There are severe constraints on mining the metals required for the energy transition. These include accessing the water needed for processing the ore-bearing rock and handling the resulting waste. Mining waste is at present placed in tailings dams which are inherently risky structures, as shown by two tailings dams' disasters in Brazil in the last 10 years (and others).
A transition to sustainably-produced electricity and away from fossil fuels is absolutely required but that leads to many other issues related to mining. Care is going to be required in deciding how batteries are used, as it is unlikely that it will be possible to electrify our transport system like-for-like. Small batteries for rail vehicles to manage small gaps in electrification and for emergency use are a more suitable use of battery technology than large numbers of private electric vehicles designed for a range of several hundred miles.
You are taking two very specific issues for certain ores in certain locations and extrapolating out the whole industry. The key point is that the total volume of materials removed for electric vehicles and low emissions electric grids is significantly smaller than for existing ICE vehicles and fossil fuel grids. Furthermore fossil fuels cannot be recycled, batteries can. Mining can be done ethically and should be, not electrifying things because we are worried about mining only helps oil producers.
As an aside in the 2030 timeframe probably half the batteries produced will likely be sodium batteries which removes the last remotely rare mineral from the battery. Everything else in a battery other than lithium is something which is already extracted at orders of magnitude higher than needed for batteries (iron, aluminum, phosphates, carbon) or something substitutable (copper, rare earths (not in batteries)).
Re: Not electrifying the car fleet:
There isn't an OECD nation where car's share of passenger miles is less than 50% and for most of them the amount is greater than 80% (Even China is over 50% if you lump powered two wheelers in the by road figure). The time frame for fully replacing these ICE vehicles is in the order of;
1: Compound annual growth rates of 30-40% in EV sales (current trend, plus manufacturer new model pipeline), result in all new car sales being BEVs by 2030-35 in all OECD countries regardless of mandates or otherwise from governments. Nobody wants to be left with a rapidly depreciating new ICE vehicle in 2030 as petrol stations are beginning to disappear as they have lost half their demand (and EV chargers fast or otherwise are not necessarily best placed at a petrol station) with a certainty the rest are going in the medium term.
2: Cars only last an average of 14 years and due to a whole load of factors its likely that the last (non-collectable) ICE vehicles will be retired early anyway.
3: This means its likely that aside from a small % of a long tail of stubborn ICE users ICE cars will be gone from most OCED countries by ~2040
All the above will lead to the economic rational to mine a lot of material, make a lot of batteries and build lots of EVs.

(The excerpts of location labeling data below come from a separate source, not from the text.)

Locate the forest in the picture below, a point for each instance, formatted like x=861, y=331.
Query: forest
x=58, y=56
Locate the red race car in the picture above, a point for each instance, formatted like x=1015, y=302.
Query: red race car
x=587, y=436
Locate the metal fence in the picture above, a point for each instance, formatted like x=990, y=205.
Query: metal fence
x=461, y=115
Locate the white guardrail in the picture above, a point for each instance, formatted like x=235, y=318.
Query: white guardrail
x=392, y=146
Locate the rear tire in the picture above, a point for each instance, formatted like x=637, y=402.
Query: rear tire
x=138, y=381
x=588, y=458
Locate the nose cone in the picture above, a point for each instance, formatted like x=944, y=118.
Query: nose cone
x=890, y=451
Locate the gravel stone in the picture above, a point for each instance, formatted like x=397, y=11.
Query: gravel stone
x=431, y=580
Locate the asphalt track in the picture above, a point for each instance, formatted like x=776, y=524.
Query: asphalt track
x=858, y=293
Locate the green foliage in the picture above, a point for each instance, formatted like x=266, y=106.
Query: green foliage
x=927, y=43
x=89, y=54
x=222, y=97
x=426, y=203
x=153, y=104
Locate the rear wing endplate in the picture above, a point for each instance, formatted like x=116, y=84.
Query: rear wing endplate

At this stage its more a question of who wins the above scenario (currently China) than there being an alternative solution. Potentially some issues like lithium supply might put a mid 2020's throttle on battery production, but that only delays these things from happening by 5 years max.
If we are not going to electrify the car fleet what are our options?
1: Massively expand public transport; unlikely; UKs rail is at capacity and usage is basically as high as it has ever been. If we quadrupled rail we'd only knock just over 1/4 off the total passenger miles driven by car, to do this we'd need to basically build an Elizabeth Line every year for the next 30 years. In practice we'd be lucky to plan and implement a single new Elizabeth line by 2040. This also assumes that any new journey by rail is displacing a car trip, I suspect that in practice it wouldn't and a new car journey would replace the one displaced onto rail.
2: Reduce car usage by reducing demand; see induced demand, if we all stay at home and home/hybrid work the road space will end up clogged by latent demand for trips currently assigned lower priority.
3: Densify cities and produce more walkable neighborhoods and 15 minute cities - A laudable aim, you have 20 years.... Given this involves massive house building, infrastructure building, winning abstract political arguments and behavior change my money is that just offering people different (and better) car options when they change their car will be easier!
From a transport emissions perspective the only real lever you have to pull is to electrify light duty vehicles. All other modes are relatively tiny by comparison, even expansion by multiples wouldn't dent car usage. Regarding the point:
Small batteries for rail vehicles to manage small gaps in electrification and for emergency use are a more suitable use of battery technology than large numbers of private electric vehicles designed for a range of several hundred miles.
Let's say we put a 100KWh battery in every rail car that the UK railways procures in a year ~1000 coaches. That would equate to 4 hours of battery production at Tesla.
The reason to add lots of cycle infrastructure and legalise every form of micro mobility, build dense urban neighborhoods, plus build every viable metro/light rail line and build a full high speed network is because it would improve our quality of life and productivity not because it would save the environment.